Monday, March 20, 2006

Spring Peeve

Although this week the thermometer doesn't quite know it, officially Spring has sprung roundabout Exit 151. An, um, exuberant exhibit at the Philadelphia Flower Show anticipated the day. Notice the lavish use of floral material, topiary, Slinkys, and dryer exhaust tubing – the last, um, wittily mirrored the conduits on the ceiling of the convention center. Anyway, the judges liked it, see the silver plate?

Spring has sprung

There's something about vernal equinoctial light that makes me want to scrub the cave, throw stuff out, streamline. The annual impulse runs smack into another annual phenomenon that includes useless software packaging. That makes me irritable (DH, from a safe distance, suggests extra irritable). It's my seasonal peeve.
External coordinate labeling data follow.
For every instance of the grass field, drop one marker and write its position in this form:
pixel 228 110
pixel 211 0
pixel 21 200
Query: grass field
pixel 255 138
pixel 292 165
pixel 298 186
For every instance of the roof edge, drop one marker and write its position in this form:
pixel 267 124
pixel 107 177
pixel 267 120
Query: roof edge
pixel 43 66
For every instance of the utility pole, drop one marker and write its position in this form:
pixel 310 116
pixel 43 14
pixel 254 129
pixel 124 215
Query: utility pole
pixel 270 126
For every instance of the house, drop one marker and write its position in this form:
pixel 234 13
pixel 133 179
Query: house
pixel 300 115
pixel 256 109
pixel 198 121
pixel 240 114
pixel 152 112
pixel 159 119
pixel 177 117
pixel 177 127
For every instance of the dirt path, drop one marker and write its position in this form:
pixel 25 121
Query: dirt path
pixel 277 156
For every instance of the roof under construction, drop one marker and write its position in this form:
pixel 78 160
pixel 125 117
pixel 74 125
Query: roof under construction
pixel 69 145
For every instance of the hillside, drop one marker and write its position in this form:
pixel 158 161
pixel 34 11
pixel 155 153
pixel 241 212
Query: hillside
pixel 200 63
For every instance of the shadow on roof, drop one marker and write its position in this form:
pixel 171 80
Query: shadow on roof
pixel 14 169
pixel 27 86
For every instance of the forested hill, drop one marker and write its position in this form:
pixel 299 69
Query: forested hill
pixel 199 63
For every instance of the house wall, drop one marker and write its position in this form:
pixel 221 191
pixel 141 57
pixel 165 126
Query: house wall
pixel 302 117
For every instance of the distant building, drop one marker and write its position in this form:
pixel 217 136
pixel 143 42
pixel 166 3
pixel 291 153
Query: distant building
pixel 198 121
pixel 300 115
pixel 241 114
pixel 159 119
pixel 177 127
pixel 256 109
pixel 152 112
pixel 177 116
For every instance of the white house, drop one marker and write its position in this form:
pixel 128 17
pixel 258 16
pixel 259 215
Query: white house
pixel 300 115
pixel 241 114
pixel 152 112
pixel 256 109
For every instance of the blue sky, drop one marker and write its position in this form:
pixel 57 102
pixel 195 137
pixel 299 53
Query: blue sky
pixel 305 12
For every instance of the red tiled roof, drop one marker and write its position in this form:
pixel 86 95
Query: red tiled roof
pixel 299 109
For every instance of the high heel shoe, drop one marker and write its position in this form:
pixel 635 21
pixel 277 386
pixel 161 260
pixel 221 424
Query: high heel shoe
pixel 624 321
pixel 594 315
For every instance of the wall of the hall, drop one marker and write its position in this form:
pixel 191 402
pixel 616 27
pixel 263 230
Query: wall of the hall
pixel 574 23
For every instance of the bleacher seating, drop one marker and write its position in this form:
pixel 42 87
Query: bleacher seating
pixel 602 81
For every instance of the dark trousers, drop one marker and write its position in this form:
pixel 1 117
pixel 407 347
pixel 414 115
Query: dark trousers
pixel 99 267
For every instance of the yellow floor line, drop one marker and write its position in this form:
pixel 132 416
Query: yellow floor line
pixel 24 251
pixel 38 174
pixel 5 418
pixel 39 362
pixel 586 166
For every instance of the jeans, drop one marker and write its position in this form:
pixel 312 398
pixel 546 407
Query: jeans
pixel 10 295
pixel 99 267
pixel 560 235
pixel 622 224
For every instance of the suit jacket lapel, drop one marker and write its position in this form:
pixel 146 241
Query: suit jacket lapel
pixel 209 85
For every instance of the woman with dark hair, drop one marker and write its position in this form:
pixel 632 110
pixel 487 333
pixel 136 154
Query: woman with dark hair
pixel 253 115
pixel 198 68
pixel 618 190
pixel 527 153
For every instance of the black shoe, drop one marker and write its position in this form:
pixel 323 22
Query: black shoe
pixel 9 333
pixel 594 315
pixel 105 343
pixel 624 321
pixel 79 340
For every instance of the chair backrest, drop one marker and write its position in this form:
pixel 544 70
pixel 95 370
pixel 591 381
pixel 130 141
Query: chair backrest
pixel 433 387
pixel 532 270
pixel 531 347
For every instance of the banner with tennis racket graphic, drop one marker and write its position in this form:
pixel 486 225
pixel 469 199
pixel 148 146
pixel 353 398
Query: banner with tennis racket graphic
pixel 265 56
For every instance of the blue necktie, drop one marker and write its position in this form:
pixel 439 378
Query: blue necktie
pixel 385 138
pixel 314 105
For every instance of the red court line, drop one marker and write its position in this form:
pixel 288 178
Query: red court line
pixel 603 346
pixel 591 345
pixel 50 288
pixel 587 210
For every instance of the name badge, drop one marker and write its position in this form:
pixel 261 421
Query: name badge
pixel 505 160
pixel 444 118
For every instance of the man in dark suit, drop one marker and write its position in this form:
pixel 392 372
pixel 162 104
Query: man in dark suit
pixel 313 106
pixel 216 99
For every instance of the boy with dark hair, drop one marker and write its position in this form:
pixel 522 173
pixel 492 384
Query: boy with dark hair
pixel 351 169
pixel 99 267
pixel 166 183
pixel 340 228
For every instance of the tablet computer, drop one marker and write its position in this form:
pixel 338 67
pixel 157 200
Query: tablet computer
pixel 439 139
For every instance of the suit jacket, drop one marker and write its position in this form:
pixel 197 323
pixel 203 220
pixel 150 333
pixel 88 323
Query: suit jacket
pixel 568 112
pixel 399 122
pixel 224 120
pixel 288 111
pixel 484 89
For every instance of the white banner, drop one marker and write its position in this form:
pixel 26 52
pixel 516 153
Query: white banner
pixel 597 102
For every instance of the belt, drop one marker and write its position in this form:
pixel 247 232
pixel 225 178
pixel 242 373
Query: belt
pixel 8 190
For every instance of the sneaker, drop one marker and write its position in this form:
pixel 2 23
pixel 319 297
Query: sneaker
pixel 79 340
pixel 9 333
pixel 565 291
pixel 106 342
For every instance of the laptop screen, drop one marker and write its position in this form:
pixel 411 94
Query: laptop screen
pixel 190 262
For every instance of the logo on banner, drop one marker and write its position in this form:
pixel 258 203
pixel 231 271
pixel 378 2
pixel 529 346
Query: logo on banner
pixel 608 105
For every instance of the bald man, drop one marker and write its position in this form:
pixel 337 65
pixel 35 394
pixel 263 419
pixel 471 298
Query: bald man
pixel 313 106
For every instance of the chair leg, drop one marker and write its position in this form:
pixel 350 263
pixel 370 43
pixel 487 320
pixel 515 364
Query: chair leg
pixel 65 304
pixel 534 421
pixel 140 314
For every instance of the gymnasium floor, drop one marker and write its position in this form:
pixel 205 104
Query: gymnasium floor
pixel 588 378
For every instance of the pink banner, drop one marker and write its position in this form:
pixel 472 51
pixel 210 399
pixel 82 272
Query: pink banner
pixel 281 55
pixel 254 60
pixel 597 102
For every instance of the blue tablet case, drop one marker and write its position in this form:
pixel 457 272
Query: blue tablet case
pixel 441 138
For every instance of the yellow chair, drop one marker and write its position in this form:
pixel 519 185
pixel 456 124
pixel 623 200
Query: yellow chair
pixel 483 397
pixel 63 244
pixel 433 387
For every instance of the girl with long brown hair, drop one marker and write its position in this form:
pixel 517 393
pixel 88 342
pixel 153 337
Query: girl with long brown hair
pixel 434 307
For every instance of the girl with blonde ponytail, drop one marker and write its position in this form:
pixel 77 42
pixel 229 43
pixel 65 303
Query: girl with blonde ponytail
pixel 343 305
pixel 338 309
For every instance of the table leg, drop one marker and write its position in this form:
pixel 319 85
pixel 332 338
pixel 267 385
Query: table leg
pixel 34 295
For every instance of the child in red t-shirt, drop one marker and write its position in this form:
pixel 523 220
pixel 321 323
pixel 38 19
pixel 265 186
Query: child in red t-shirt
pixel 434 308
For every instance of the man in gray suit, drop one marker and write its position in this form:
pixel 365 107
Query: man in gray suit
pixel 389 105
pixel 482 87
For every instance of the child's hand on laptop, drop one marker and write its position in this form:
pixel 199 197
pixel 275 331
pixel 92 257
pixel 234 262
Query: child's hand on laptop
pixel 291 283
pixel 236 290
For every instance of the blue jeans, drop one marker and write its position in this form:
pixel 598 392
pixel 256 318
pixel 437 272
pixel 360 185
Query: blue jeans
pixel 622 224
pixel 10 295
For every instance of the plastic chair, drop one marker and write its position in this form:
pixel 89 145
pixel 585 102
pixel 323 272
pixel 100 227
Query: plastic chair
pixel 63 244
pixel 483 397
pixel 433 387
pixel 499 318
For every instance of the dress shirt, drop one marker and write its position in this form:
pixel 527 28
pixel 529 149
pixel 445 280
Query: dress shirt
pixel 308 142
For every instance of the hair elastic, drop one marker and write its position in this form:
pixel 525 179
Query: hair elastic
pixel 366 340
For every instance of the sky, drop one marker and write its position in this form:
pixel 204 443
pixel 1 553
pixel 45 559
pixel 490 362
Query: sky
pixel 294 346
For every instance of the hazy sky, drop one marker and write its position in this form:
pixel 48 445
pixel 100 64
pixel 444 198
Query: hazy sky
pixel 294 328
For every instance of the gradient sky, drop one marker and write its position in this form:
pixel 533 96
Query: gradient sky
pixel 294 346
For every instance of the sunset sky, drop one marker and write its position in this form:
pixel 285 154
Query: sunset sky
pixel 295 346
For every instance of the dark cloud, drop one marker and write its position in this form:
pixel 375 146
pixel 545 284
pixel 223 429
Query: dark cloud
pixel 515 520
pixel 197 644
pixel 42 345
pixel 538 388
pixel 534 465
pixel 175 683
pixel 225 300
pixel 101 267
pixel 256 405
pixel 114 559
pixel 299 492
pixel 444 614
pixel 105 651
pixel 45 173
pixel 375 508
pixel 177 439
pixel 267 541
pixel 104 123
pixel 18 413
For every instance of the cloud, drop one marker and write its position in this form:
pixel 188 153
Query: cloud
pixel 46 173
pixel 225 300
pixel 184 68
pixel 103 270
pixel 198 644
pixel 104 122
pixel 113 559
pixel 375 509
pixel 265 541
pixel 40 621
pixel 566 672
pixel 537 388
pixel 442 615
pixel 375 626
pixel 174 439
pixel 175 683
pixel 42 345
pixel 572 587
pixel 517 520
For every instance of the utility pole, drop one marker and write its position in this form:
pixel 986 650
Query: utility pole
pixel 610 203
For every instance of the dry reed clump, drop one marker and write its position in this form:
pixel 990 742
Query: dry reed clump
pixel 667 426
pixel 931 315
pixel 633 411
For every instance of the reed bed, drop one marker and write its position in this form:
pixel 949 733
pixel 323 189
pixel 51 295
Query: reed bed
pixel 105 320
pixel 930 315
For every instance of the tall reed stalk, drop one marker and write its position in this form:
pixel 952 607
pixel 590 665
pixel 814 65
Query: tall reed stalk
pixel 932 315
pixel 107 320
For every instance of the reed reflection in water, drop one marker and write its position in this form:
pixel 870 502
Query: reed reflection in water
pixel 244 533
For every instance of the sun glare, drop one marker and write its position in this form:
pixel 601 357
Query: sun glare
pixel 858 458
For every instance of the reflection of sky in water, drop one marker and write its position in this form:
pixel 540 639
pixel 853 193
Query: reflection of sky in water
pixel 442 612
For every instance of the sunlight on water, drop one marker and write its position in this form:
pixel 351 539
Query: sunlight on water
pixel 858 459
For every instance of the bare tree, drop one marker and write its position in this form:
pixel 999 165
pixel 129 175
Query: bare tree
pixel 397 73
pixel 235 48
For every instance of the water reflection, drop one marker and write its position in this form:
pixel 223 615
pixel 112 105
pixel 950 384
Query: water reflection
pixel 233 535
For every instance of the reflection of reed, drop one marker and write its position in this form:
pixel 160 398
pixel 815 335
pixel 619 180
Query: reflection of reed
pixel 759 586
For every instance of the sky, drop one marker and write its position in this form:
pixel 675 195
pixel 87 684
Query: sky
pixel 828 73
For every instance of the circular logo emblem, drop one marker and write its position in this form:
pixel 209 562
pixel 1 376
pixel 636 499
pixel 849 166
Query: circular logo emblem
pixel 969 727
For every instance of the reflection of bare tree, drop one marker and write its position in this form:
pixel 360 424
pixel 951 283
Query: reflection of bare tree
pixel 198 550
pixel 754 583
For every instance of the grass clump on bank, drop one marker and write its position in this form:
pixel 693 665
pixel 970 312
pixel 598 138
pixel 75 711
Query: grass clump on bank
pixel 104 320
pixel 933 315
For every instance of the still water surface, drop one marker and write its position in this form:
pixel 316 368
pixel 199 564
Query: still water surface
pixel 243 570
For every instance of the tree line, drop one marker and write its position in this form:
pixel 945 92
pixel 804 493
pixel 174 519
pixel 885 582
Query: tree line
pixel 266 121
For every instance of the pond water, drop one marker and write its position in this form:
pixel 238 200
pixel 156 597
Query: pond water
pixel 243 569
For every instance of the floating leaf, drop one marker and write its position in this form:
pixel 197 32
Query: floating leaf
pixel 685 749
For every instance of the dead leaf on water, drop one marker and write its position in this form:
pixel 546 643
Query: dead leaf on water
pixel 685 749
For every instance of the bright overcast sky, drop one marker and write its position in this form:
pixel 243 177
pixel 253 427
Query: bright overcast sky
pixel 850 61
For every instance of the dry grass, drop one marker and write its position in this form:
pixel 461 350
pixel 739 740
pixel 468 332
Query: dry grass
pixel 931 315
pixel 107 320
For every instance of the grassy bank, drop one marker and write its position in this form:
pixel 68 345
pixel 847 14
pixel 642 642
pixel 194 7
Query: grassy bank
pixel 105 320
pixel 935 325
Consider this software box, shown with two Familiar Objects for Scale. It's been years since software of this sort has come with a manual, and yet the box could still comfortably accommodate print documentation the size of an urban telephone directory. Inside the box there's a black plastic packing form to take up space. The actual contents – a CD and two rebate forms – have less mass than the two Familiar Objects for Scale.

Unnecessarily large software box   Black plastic packing form to take up space   Actual contents

The useless oversize box and the plastic packing form go straight from the store into the waste stream. Roundabout Exit 151, that means they go to the county incinerator in Newark, the state's most populous city. No surprise that urban asthma rates are up. It's not too great a stretch to conclude that excessive packaging not only increases dependence on petrochemicals, but also contributes to environmental racism. I'd be just as happy to have less packaging.

Naturellement, the Flower Show included examples of the minimalist approach. Here's one from the table setting competition (even the shadows enhance the theme and the edgy secondary triad color scheme). The judges liked this one even better (see the big fancy silver platter).

Big Apple table setting

Discerning readers will have noticed a dearth of knitting content lately and may have surmised I've been distracted by other things. Never to fear, there's some charity knitting in the wings. Implausible as it may seem, DH says it reminds him of the musical Carousel.

1 comment:

Anonymous said...

It has been grey grey grey here, so the flowers are a welcome change of pace! Thanks for letting us see them.

Did you happen to see the Consumer Reports article about excessive packaging? It's so frustrating -- wasteful, dangerous, and utterly unnecessary.